I found this in my local library and I checked out both it and the sequel, Knight's Shadow. I'm a little over a third of the way through Knight's Shadow so despite my complaints the first book was good enough to finish and good enough to get me to start the even longer sequel.


I give it 2 out of 4 stars.


  1. In TV shows they often make it so that you work out who the murderer is *just* before the detective does, thus giving you a feeling of superiority without making you bored as you watch the detective fail to spot the obvious. Mind you, in one episode of Sherlock I spotted that the Taxi driver was the villain without them speaking purely on the basis that he always plays baddies! With Broadchurch before the last episode the entire country was debating who was the killer, and I declared who it was (not giving my reasons) and my wife scoffed at the suggestion. I was, of course, correct. When asked how I knew I simply replied that they were the most unlikely person in the entire show to be the murderer, we had no reason whatsoever to suspect them, and therefore it must be them.

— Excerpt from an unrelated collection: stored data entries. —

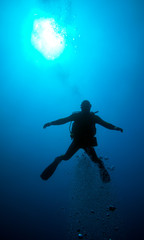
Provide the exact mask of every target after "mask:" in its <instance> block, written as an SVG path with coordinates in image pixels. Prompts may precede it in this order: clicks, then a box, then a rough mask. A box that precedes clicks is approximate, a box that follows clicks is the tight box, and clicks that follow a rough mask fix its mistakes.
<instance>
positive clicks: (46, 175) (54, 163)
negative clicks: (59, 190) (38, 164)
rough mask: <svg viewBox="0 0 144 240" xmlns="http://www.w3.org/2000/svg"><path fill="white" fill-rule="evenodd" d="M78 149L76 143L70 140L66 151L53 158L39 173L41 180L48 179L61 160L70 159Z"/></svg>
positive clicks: (61, 160)
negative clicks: (42, 169) (53, 158)
mask: <svg viewBox="0 0 144 240" xmlns="http://www.w3.org/2000/svg"><path fill="white" fill-rule="evenodd" d="M78 149H79V147H78V145H77V144H75V142H72V143H71V145H70V146H69V148H68V150H67V152H66V153H65V154H64V155H61V156H59V157H56V158H55V160H54V161H53V162H52V163H51V164H50V165H49V166H48V167H47V168H46V169H45V170H44V171H43V172H42V174H41V175H40V176H41V178H42V179H43V180H47V179H49V178H50V177H51V176H52V175H53V173H54V172H55V170H56V168H57V166H58V165H59V164H60V162H61V161H62V160H68V159H70V158H71V157H72V156H73V155H74V154H75V153H76V152H77V150H78Z"/></svg>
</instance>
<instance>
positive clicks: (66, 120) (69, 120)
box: [43, 115, 73, 128]
mask: <svg viewBox="0 0 144 240" xmlns="http://www.w3.org/2000/svg"><path fill="white" fill-rule="evenodd" d="M70 121H73V115H70V116H69V117H66V118H60V119H58V120H56V121H52V122H48V123H46V124H44V126H43V128H46V127H49V126H51V125H61V124H65V123H67V122H70Z"/></svg>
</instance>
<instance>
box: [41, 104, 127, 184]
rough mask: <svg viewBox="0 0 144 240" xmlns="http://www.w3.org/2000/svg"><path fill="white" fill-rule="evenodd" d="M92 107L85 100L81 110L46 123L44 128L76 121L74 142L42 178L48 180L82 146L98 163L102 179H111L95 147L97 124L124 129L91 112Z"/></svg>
mask: <svg viewBox="0 0 144 240" xmlns="http://www.w3.org/2000/svg"><path fill="white" fill-rule="evenodd" d="M90 109H91V104H90V102H89V101H88V100H84V101H83V102H82V103H81V111H79V112H76V113H73V114H71V115H70V116H68V117H66V118H61V119H58V120H56V121H52V122H48V123H46V124H44V126H43V128H46V127H49V126H51V125H61V124H65V123H67V122H72V121H73V122H74V123H73V125H72V130H71V138H72V139H73V141H72V143H71V144H70V146H69V148H68V150H67V151H66V153H65V154H64V155H61V156H58V157H56V158H55V160H54V161H53V162H52V163H51V164H50V165H49V166H48V167H47V168H46V169H45V170H44V171H43V172H42V174H41V178H42V179H43V180H47V179H49V178H50V177H51V176H52V175H53V173H54V172H55V170H56V168H57V166H58V165H59V163H60V162H61V161H62V160H69V159H70V158H71V157H72V156H73V155H74V154H75V153H76V152H77V151H78V150H79V149H80V148H82V149H84V150H85V152H86V153H87V155H88V156H89V157H90V159H91V160H92V161H93V162H95V163H96V164H97V165H98V167H99V170H100V177H101V179H102V181H103V182H105V183H106V182H109V181H110V175H109V173H108V171H107V170H106V168H105V166H104V164H103V162H102V160H101V159H99V158H98V156H97V154H96V152H95V149H94V146H97V139H96V137H95V134H96V127H95V125H96V124H100V125H101V126H103V127H105V128H108V129H111V130H117V131H121V132H123V129H122V128H119V127H116V126H114V125H112V124H110V123H108V122H105V121H104V120H102V119H101V118H100V117H99V116H97V115H95V113H94V112H91V111H90Z"/></svg>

    Ruth Rendell when writing as Barbara Vine always makes the stories about *why* the crime was committed, not who, and often making you disturbingly sympathetic to their reasons. In King Solomon’s Carpet she did a very neat trick where you read something in one part of the novel, which seems entirely self-contained and of little relevance to the rest of the novel, and then later on you find something out about the would-be-bomber which (if you’re paying attention) connects you back to that earlier event and tells you why they’re doing it, and in that one throwaway line it hits you and you know why they’re doing it.

  2. Spotting the baddie by spotting the actor isn't really genre savvy, I guess it's media savvy. Casting directors do seem to love their types. I've been watching old episodes of the TV show Supernatural lately and its interesting how similar the female guest stars all look. I think that range of looks is one thing British TV often does better than American TV.

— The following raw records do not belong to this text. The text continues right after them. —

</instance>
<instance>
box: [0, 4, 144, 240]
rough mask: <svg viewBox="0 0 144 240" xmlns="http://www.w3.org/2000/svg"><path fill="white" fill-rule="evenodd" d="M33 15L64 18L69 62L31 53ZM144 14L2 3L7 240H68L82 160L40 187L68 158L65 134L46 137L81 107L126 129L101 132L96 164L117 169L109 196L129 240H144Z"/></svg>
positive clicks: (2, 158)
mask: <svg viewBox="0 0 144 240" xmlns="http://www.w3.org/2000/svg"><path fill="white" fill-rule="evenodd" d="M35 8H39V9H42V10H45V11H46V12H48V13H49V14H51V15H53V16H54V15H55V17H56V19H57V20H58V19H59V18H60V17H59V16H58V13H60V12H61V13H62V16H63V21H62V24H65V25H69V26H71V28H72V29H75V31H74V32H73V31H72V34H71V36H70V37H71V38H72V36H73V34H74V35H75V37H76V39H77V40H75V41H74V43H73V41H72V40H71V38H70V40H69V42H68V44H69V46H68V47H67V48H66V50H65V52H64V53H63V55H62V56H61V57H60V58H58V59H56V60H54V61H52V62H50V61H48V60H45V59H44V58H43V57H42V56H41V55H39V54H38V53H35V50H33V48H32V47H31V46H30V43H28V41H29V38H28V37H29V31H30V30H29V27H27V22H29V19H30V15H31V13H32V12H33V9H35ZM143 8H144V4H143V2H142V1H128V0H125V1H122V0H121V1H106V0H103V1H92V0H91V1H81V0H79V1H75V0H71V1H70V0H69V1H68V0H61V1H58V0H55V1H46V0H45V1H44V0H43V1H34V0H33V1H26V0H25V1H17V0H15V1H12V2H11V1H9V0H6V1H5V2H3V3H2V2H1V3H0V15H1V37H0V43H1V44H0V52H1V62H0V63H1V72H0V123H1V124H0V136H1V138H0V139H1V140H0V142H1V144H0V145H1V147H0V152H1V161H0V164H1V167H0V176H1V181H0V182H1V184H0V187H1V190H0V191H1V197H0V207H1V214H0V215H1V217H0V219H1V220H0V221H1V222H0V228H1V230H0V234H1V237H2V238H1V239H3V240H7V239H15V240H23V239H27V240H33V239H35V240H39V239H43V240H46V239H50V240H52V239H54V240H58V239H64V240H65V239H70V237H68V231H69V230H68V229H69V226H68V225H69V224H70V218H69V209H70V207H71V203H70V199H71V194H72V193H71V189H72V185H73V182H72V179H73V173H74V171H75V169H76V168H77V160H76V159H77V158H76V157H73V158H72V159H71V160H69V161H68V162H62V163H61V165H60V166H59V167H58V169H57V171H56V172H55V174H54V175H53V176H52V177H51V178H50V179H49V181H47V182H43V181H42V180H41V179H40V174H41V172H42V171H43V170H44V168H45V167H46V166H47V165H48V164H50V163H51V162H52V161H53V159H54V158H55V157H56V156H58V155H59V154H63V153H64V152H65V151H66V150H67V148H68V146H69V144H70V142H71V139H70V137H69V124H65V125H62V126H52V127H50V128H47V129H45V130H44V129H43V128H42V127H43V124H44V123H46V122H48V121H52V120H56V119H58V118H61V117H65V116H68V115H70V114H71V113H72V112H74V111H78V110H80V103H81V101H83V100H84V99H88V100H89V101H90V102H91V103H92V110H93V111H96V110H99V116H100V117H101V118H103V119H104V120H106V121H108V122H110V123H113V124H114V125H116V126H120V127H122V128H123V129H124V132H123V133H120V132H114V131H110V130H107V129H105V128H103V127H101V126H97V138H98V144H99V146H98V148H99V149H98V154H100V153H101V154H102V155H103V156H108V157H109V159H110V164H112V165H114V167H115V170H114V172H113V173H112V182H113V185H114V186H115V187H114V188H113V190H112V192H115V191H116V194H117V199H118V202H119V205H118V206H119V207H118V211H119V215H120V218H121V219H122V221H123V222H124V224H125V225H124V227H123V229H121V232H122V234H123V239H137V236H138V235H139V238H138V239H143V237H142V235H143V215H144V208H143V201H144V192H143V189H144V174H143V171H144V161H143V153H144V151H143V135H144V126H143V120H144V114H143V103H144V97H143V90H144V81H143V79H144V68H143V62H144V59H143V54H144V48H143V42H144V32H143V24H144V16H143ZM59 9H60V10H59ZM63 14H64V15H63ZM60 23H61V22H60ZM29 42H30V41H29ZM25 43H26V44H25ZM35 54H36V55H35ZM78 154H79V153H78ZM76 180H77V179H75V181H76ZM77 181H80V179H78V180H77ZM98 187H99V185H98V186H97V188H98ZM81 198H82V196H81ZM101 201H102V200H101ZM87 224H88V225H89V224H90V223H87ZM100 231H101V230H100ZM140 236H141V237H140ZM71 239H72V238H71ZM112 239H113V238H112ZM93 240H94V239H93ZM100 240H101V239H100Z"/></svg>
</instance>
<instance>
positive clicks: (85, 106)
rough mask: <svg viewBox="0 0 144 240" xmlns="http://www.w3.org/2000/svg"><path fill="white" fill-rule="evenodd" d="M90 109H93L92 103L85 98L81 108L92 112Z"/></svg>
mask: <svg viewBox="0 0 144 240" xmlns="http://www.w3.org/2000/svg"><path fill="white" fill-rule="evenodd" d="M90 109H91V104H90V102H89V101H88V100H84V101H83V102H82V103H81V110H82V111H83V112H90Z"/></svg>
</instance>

    I've never read anything by Ruth Rendel/Barbara Vine. I'll add her to my list for mystery writers. Which books would you recommend in addition to King Solomon's Carpet? And what's the best of her books to start with?

  3. King Solomon's Carpet was my favourite. The Crocodile Bird and No Night Is Too Long were two other stand-out ones (though some people didn't seem to get the second of these).

  4. Bah! I found this to be much less mediocre than you, Mr. Hat. Maybe it's because of some of the long slog novels I've been reading lately, but I was much more forgiving of the novel's faults. I think Knight's Shadow was an improvement in every way. You're right, the world is a bit of a mess (geographically, especially) but no worse than a lot of what passes for good fantasy these days. Once I realized it was essentially Renaissance Italy with all its backstabbing princes turned up to 11, I forgave it for that sin.

    1. Hi Tom, thanks for responding. Disagreement is great and the "Bah!" was an excellent touch. Gaston approves.

      I finished the second book in the series Knight's Shadow. I'll post the review for that on Sunday.